Impact & The Road Ahead
These advancements have profound implications across the AI/ML landscape. From improving the sustainability of large-scale cloud infrastructure with energy-aware container orchestration as seen in “Experimenting with Energy-Awareness in Edge-Cloud Containerized Application Orchestration” by D. Ali and R. C. Sofia from fortiss research institute, to making AI accessible on tiny edge devices, the research is pushing the boundaries of what’s possible. Conversational agents like SPARA, presented in “Conversational Agents for Building Energy Efficiency – Advising Housing Cooperatives in Stockholm on Reducing Energy Consumption” by KTH Royal Institute of Technology, demonstrate AI’s potential to directly guide energy-saving efforts in real-world scenarios, achieving expert-level precision in advising on building retrofitting.

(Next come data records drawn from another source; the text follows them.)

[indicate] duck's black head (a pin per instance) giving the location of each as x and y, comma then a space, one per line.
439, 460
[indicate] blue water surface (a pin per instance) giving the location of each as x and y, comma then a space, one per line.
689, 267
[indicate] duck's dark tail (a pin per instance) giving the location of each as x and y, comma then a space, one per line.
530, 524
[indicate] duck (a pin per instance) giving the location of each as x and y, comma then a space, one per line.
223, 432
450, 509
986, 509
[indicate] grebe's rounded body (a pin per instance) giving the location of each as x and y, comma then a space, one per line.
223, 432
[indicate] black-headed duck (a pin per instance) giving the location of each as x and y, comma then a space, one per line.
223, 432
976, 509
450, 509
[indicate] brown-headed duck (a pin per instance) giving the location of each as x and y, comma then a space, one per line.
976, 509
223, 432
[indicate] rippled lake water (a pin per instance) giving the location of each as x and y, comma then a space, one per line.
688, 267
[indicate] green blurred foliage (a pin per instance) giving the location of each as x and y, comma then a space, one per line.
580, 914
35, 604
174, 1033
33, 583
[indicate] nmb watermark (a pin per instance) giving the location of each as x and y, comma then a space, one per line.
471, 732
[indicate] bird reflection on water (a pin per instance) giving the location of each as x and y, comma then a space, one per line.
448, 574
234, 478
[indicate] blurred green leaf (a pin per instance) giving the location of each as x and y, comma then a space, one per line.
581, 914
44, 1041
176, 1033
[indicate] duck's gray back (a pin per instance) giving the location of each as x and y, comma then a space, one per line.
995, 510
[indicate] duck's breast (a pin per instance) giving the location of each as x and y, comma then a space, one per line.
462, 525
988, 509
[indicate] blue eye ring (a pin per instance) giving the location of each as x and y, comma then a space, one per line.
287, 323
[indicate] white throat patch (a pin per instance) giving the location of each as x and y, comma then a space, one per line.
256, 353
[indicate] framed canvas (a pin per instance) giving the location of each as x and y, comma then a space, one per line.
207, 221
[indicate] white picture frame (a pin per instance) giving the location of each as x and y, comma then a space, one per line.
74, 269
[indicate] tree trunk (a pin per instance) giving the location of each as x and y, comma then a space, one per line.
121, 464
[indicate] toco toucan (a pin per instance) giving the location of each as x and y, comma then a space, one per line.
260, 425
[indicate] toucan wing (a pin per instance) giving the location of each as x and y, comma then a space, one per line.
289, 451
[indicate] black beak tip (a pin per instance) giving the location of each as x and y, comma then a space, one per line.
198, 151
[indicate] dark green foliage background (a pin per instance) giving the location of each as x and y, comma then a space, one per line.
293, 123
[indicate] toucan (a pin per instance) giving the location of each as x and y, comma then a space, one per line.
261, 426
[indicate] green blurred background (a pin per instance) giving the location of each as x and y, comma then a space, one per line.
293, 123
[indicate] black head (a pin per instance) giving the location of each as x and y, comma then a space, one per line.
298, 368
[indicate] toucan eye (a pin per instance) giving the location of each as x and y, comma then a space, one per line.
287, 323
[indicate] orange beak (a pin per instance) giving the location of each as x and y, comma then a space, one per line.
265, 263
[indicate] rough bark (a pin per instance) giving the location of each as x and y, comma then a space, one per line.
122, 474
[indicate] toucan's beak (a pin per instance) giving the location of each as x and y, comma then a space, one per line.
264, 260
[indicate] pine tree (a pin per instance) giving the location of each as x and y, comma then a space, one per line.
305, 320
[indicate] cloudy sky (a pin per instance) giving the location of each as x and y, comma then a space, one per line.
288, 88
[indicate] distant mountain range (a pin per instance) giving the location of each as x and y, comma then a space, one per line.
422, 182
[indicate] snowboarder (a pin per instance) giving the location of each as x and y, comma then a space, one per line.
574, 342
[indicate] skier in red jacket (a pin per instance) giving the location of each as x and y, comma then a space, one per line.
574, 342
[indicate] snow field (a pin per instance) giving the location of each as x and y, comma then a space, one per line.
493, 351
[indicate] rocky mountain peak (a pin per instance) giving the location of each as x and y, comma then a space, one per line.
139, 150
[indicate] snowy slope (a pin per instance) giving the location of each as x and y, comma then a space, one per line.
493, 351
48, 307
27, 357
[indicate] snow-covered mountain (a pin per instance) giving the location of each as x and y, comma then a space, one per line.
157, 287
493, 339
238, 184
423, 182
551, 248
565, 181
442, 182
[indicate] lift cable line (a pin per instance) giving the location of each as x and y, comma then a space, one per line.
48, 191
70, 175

Looking ahead, the integration of insights from biological systems, as explored in “The Demon Hidden Behind Life’s Ultra-Energy-Efficient Information Processing – Demonstrated by Biological Molecular Motors” by Toshio Yanagida et al., promises to revolutionize computing by leveraging probabilistic fluctuations and noise as computational resources, vastly outperforming current digital computation in energy efficiency. This could inspire entirely new AI architectures. Moreover, “Geospatial Foundation Models to Enable Progress on Sustainable Development Goals” introduces SustainFM, a framework to evaluate FMs against SDGs, highlighting the importance of not just accuracy, but also energy efficiency and ethical considerations for responsible AI deployment. The path forward involves continued interdisciplinary collaboration, pushing the boundaries of hardware-software co-design, and drawing inspiration from nature to build a truly sustainable and intelligent future for AI.